AAPT will escape financial penalties after being found in breach of the Privacy Act for failing to stop hackers from breaking into an externally-hosted server in July last year.

The federal Privacy Commissoner said AAPT had been forced to run vulnerability assessments on all applications, audit its IT security frameworks and implement regular staff training in relation to data retention and destruction.
However, Commissioner Timothy Pilgrim could not enforce financial penalties because he instigated the investigation.
AAPT was breached after personal information of current and former customers was published online by hackers from the Anonymous collective.
The hackers told SC at the time that they broke into the server by exploiting a "very old" flaw in its deployment of Adobe ColdFusion.
The failure was a significant but simplistic security lapse for AAPT. The assailants nabbed a year-old backup of AAPT's business website and published customer names, addresses and phone numbers on the Pastebin website.

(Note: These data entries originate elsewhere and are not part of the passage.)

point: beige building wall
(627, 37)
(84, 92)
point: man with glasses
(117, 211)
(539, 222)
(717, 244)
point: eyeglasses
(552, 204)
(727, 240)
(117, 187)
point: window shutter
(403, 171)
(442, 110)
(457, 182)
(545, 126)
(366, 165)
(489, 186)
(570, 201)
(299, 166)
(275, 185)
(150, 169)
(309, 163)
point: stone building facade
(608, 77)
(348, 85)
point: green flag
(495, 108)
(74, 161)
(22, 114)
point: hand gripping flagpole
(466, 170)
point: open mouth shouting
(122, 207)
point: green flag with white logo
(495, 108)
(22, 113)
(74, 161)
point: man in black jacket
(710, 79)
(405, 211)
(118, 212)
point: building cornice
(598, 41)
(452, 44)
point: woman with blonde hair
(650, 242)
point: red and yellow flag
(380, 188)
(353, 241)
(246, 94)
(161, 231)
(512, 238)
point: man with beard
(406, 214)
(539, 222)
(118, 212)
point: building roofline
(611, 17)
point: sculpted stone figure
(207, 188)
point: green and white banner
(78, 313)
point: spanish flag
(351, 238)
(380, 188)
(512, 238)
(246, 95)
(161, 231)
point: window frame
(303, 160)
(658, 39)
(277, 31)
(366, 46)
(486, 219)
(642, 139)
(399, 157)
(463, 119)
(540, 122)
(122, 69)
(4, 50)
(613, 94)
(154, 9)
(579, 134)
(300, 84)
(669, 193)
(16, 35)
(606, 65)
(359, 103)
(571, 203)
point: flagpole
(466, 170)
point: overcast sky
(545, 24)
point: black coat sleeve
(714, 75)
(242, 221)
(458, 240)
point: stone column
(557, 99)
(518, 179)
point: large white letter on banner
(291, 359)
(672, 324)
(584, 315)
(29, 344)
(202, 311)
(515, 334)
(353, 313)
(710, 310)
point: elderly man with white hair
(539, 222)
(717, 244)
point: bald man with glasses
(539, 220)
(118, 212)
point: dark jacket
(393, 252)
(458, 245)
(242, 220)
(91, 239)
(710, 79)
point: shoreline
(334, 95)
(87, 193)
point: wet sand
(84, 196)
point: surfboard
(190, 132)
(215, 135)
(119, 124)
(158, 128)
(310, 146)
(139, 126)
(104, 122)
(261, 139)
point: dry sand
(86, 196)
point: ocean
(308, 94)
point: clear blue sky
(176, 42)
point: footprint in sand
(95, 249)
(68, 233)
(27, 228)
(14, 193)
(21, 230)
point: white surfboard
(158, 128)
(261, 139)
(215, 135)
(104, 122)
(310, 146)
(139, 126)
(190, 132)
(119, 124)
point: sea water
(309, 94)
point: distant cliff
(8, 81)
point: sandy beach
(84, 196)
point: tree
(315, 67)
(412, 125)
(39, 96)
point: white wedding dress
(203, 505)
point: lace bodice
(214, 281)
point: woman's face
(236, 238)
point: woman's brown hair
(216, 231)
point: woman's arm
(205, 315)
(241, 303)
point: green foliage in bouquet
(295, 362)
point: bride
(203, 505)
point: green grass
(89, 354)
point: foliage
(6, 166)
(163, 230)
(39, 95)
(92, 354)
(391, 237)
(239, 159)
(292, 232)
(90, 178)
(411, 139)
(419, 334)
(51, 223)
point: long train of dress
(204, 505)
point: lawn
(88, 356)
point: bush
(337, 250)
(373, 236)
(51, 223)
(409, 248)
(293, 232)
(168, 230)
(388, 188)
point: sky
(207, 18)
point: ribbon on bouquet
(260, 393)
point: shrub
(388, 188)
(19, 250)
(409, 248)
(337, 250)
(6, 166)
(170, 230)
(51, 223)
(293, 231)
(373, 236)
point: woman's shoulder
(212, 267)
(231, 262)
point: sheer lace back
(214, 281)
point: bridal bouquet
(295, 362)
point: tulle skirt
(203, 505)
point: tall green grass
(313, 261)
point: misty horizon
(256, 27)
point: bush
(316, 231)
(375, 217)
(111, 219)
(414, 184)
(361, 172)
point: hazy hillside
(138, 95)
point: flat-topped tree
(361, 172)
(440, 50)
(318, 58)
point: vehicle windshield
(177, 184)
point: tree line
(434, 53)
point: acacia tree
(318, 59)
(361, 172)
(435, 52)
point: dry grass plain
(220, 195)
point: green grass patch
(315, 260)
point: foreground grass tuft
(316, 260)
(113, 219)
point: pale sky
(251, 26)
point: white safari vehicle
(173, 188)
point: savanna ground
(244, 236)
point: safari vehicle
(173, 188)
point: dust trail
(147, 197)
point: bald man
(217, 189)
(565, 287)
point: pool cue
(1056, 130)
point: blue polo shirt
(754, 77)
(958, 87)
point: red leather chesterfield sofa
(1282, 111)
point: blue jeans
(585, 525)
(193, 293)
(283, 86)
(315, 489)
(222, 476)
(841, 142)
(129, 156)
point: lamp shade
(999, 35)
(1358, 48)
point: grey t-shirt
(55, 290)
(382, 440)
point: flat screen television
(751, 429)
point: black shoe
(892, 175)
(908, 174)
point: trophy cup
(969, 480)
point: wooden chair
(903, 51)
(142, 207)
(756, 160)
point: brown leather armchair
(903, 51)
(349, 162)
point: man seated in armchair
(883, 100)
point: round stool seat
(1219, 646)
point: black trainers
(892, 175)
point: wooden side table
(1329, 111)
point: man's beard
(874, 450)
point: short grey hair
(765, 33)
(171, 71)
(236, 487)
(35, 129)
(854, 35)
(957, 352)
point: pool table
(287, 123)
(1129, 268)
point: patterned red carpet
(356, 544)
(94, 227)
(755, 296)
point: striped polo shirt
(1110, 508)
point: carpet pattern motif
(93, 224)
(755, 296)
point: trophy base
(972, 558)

Some of the affected records included details from Federal Government agencies.
The hacked server held data used to verify and obtain credit reports on AAPT business customers, churn them from other carriers and to provide sales information to staff.
Pilgrim said not enough was done to protect customers. "More should have been done to appropriately manage and protect the information involved," Pilgrim said in a statement.
"Using older versions of applications and software when newer versions are available is a risk that needs to be actively managed, particularly when personal information is involved."
Reforms to Australia's privacy laws set for enforcement from March next year will grant the Commissioner power to seek the imposition of fines on breached organisations through the courts.
He said organisations should ensure IT contracts clearly stated where responsibility lay for IT security.